Il gas, le mascherine, l’aiuto ai colleghi. Così morirono gli operai di Casteldaccia – .

Il gas, le mascherine, l’aiuto ai colleghi. Così morirono gli operai di Casteldaccia – .
Il gas, le mascherine, l’aiuto ai colleghi. Così morirono gli operai di Casteldaccia – .

A pochi giorni dalla celebrazione del Primo Maggio dei lavoratori, un nuovo dramma ha sconvolto l’Italia intera. La morte dei cinque lavoratori a Palermo, uccisi da un gas letale perché non indossavano le mascherine protettive, riporta alla ribalta il tema della sicurezza nei cantieri. Si sprecano tante parole sulla tutela del mondo del lavoro ma, nei fatti, non vengono messe in campo misure concrete per impedirlo tragedie come quello accaduto ieri in Sicilia. Eppure non è passato molto tempo dagli ultimi incidenti. Prima gli operai morti sui binari della ferrovia Brandizzo, poi le vittime del crollo di un traliccio del supermercato in costruzione a Firenze e, infine, gli operai morti alla centrale idroelettrica di Suviana.

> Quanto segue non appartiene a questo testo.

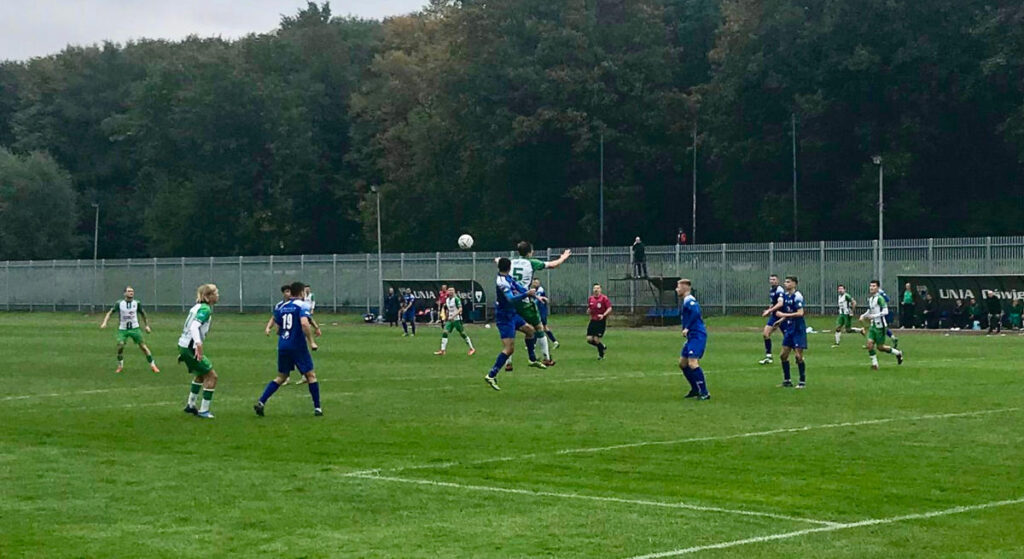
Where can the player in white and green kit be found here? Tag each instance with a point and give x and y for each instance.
(453, 323)
(522, 270)
(877, 312)
(129, 311)
(844, 323)
(190, 350)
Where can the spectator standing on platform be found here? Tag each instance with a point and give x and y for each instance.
(993, 306)
(1017, 314)
(907, 310)
(639, 259)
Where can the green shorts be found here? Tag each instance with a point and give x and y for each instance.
(198, 368)
(453, 326)
(529, 312)
(877, 335)
(134, 334)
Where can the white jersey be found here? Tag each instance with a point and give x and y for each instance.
(878, 310)
(454, 307)
(202, 314)
(128, 312)
(523, 268)
(845, 304)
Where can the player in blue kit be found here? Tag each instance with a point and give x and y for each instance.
(508, 293)
(794, 331)
(775, 296)
(294, 331)
(408, 311)
(696, 341)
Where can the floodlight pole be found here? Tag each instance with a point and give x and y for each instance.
(882, 265)
(95, 232)
(380, 259)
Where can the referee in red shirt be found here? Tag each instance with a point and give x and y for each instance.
(599, 307)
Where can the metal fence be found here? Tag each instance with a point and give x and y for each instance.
(727, 278)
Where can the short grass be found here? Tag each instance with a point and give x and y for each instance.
(416, 457)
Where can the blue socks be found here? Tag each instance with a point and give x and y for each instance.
(531, 348)
(499, 363)
(314, 392)
(688, 373)
(271, 387)
(698, 381)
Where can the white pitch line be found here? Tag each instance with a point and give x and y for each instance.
(849, 525)
(444, 465)
(685, 506)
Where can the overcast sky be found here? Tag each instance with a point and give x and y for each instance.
(37, 28)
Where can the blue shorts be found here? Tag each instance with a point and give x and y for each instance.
(694, 347)
(795, 338)
(508, 324)
(294, 358)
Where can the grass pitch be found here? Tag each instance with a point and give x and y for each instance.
(416, 457)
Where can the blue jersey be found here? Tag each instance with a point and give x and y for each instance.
(507, 293)
(289, 317)
(792, 302)
(689, 316)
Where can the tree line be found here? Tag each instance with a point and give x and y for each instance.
(491, 118)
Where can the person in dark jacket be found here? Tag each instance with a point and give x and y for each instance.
(639, 259)
(930, 314)
(391, 307)
(993, 306)
(906, 308)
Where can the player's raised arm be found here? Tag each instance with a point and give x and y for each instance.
(558, 261)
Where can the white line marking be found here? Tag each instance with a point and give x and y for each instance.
(444, 465)
(529, 492)
(869, 522)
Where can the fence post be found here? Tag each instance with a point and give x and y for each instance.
(988, 255)
(821, 274)
(241, 293)
(181, 296)
(931, 260)
(156, 292)
(723, 280)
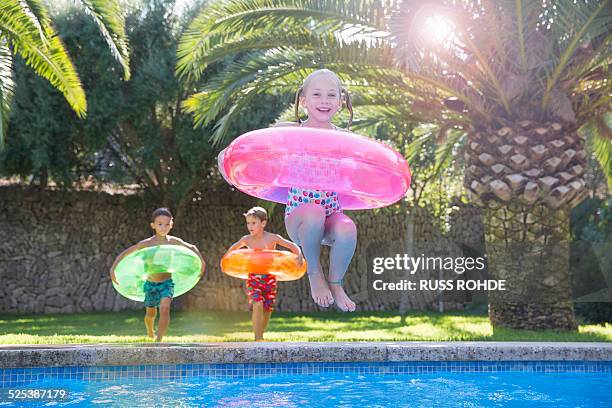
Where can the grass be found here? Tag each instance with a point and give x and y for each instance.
(186, 327)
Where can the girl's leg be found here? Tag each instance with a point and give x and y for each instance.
(151, 313)
(164, 318)
(258, 320)
(306, 226)
(341, 233)
(266, 320)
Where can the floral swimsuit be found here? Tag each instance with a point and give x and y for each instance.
(326, 199)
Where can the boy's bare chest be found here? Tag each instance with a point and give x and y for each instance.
(261, 243)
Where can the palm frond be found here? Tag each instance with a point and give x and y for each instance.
(574, 24)
(47, 55)
(6, 87)
(109, 18)
(226, 21)
(598, 132)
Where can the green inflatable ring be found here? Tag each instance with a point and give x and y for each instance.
(132, 271)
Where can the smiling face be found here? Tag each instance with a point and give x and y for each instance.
(162, 225)
(321, 99)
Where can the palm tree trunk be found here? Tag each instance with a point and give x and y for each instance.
(529, 248)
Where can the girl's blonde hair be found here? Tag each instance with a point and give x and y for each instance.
(344, 94)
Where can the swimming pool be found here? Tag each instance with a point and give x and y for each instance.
(349, 384)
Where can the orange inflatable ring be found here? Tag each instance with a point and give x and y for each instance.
(281, 264)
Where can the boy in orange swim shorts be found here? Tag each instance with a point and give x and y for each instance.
(261, 287)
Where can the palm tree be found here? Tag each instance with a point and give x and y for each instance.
(518, 79)
(26, 29)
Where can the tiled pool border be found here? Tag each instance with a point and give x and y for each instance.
(270, 352)
(11, 377)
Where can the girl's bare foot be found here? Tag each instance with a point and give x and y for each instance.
(319, 289)
(342, 300)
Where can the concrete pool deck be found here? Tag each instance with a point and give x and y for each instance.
(17, 356)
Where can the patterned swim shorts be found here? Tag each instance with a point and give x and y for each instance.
(262, 288)
(155, 291)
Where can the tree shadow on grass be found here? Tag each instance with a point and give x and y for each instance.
(325, 326)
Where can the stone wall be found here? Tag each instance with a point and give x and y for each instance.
(57, 247)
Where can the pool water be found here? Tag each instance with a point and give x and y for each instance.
(336, 389)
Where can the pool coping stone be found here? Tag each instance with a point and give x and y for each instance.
(17, 356)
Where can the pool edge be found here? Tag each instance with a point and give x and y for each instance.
(17, 356)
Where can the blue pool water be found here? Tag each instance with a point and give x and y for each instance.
(500, 384)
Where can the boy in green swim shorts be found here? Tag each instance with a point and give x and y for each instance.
(159, 287)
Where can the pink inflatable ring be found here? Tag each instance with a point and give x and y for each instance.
(365, 173)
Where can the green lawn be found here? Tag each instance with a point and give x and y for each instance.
(126, 327)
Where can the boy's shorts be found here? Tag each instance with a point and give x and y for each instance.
(155, 291)
(262, 288)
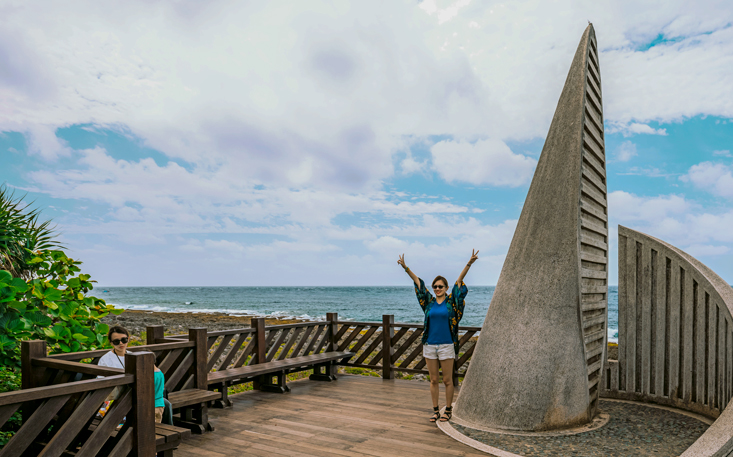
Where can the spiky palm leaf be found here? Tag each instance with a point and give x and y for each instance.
(21, 233)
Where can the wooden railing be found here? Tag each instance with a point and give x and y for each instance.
(60, 417)
(675, 337)
(373, 343)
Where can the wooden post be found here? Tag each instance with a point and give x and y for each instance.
(31, 376)
(153, 333)
(142, 415)
(29, 350)
(387, 349)
(200, 413)
(260, 350)
(332, 319)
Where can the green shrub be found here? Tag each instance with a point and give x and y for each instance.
(52, 306)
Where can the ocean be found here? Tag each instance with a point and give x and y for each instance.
(309, 303)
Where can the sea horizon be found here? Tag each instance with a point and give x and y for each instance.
(355, 303)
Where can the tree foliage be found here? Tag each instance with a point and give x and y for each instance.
(22, 232)
(52, 306)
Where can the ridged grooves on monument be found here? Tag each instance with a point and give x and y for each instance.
(593, 228)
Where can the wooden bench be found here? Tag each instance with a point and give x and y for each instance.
(271, 376)
(168, 438)
(193, 407)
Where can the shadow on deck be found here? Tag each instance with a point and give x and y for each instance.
(356, 415)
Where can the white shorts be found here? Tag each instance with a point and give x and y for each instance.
(439, 351)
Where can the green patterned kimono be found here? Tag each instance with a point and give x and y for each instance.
(455, 303)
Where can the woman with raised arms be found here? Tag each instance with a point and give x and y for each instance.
(440, 335)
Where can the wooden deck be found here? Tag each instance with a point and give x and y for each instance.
(356, 415)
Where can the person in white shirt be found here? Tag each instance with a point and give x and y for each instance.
(120, 337)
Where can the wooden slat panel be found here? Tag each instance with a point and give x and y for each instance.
(660, 272)
(213, 358)
(322, 343)
(344, 328)
(644, 288)
(320, 334)
(303, 340)
(416, 352)
(676, 343)
(345, 343)
(120, 408)
(293, 338)
(362, 339)
(397, 336)
(7, 411)
(74, 424)
(234, 350)
(242, 358)
(172, 382)
(595, 274)
(377, 343)
(32, 427)
(169, 361)
(408, 343)
(624, 244)
(278, 344)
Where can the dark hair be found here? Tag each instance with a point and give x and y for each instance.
(117, 329)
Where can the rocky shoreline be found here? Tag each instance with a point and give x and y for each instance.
(175, 323)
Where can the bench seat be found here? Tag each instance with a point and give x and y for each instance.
(258, 369)
(168, 438)
(193, 407)
(262, 374)
(191, 397)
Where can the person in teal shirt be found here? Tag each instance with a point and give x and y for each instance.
(440, 334)
(159, 383)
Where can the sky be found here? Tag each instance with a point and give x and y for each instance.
(310, 143)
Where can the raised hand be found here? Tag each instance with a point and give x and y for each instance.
(474, 257)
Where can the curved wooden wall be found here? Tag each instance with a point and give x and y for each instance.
(675, 336)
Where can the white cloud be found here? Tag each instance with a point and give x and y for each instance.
(483, 162)
(699, 250)
(634, 128)
(627, 207)
(299, 94)
(713, 177)
(626, 151)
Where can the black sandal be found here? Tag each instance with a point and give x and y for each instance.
(436, 414)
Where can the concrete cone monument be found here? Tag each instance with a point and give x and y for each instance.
(537, 363)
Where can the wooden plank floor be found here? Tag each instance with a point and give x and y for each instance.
(356, 415)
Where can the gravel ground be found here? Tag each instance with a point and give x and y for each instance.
(633, 430)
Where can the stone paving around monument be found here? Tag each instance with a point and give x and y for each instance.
(633, 430)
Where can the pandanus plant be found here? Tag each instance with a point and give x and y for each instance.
(22, 233)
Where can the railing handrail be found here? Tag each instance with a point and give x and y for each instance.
(100, 352)
(78, 367)
(38, 393)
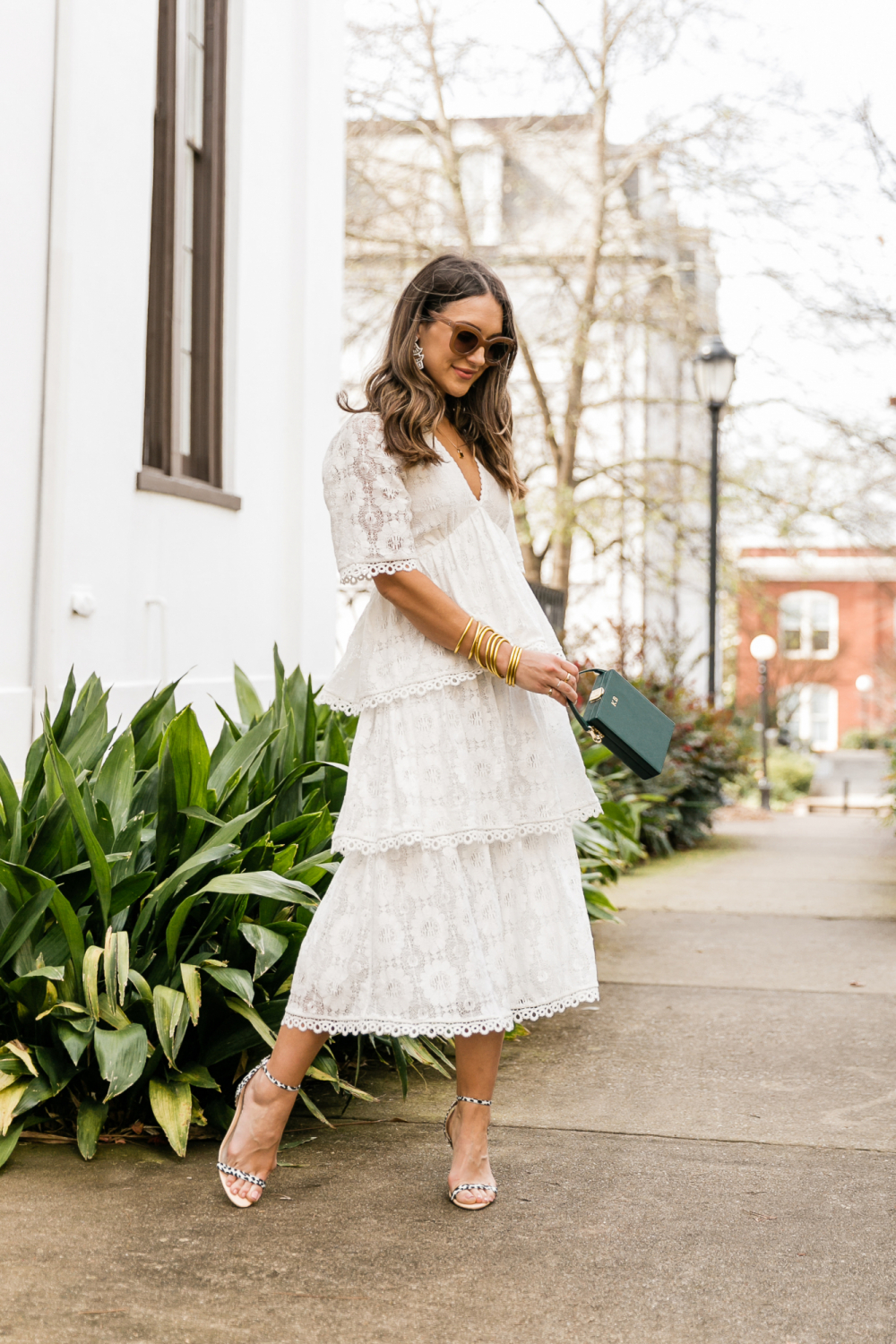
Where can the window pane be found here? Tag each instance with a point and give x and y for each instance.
(790, 612)
(820, 712)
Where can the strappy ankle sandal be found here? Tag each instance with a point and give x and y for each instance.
(225, 1169)
(469, 1209)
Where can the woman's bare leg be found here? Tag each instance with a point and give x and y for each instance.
(477, 1067)
(253, 1147)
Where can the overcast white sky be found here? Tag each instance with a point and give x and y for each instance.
(837, 56)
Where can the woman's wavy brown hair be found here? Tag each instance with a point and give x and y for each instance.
(411, 405)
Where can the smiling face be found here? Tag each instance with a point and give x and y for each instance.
(455, 374)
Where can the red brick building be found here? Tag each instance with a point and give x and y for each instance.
(831, 612)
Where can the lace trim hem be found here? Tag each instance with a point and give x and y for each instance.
(402, 693)
(358, 573)
(449, 1027)
(497, 835)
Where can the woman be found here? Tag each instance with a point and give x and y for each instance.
(457, 909)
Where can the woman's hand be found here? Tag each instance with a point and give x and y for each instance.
(440, 618)
(546, 674)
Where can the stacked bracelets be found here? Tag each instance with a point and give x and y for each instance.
(485, 647)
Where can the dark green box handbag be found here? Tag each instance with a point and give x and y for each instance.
(625, 720)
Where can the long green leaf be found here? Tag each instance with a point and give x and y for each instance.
(198, 1077)
(121, 1056)
(8, 797)
(64, 712)
(116, 964)
(190, 760)
(269, 946)
(250, 1015)
(172, 1104)
(314, 1110)
(91, 1117)
(140, 986)
(231, 978)
(90, 975)
(74, 1042)
(10, 1098)
(193, 988)
(172, 1018)
(99, 865)
(177, 924)
(258, 884)
(116, 780)
(23, 922)
(217, 847)
(69, 924)
(250, 707)
(241, 757)
(10, 1142)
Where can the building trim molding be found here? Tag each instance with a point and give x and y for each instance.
(159, 483)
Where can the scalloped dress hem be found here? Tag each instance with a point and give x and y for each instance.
(455, 1027)
(495, 835)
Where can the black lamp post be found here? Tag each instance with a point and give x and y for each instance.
(713, 373)
(764, 648)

Il racconto di quanto accaduto a Casteldaccia

Ora, l’incidente di Casteldaccia, a pochi chilometri da Palermo, che si sarebbe potuto evitare seguendo la misure di sicurezza. I vigili del fuoco, intervenuti per recuperare i corpi delle vittime, hanno evidenziato che nessuno degli operatori indossava mascherine. Per loro, il sistema fognario da riparare è diventato una trappola mortale. Uno alla volta scesero per verificare cosa stesse accadendo, visto che il primo operaio non rispondeva alle chiamate dei colleghi, e uno alla volta respirarono l’idrogeno solforato senza protezione, un gas velenoso che uccide in pochi minuti. Stavano cercando di aiutarsi a vicenda. Ora gli inquirenti dovranno capire perché questi operatori specializzati, che conoscevano i pericoli del loro intervento a Casteldaccia, hanno agito in maniera superficiale. Erano a loro disposizione misure di sicurezza e non le hanno utilizzate? Oppure non ce l’avevano? Sono domande che presto avranno una risposta.

Il testimone

Oltre ai cinque operai deceduti e al sesto in gravissime condizioni, era presente anche un settimo operaio, Giovanni D’Aleo, 44 ​​anni, quello che è riuscito a dare l’allarme grazie al fatto di essersi fermato in tempo prima. respirando il gas mortale. IL investigatori, molto probabilmente, dalla sua testimonianza potranno capire perché nessuno indossava la mascherina protettiva sul posto di lavoro. Lo spurgo della vasca, ad una profondità di quattro metri, ha fatto presupporre la presenza di acido solfidrico, pertanto sarebbe stata necessaria una maggiore prudenza da parte degli operatori. “Provo tristezza e rabbia – dichiarò Corriere della Sera Girolamo Bentivogliocomandante provinciale dei vigili del fuoco di Palermo – perché con le dovute precauzioni non saremmo qui a contare i morti. L’idrogeno solforato è un gas prodotto dalla fermentazione di materiale organico. Lì era alle stelle. A fondo scala c’era una concentrazione dieci volte superiore al limite consentito”.

Lavori in subappalto

Le operazioni di spurgo della rete fognaria erano state appaltate all’Amap che si occupa della gestione della stessa tubi dell’acqua di Palermo. “Abbiamo protocolli di sicurezza che impongono alle aziende che si aggiudicano gli appalti di rispettare regole rigide – ha spiegato al quotidiano di via Solferino Alessandro Di Martinopresidente dell’Amap – e per i lavoratori temporanei teniamo una formazione rigida.

Non è comprensibile che i lavoratori non si siano tutelati”.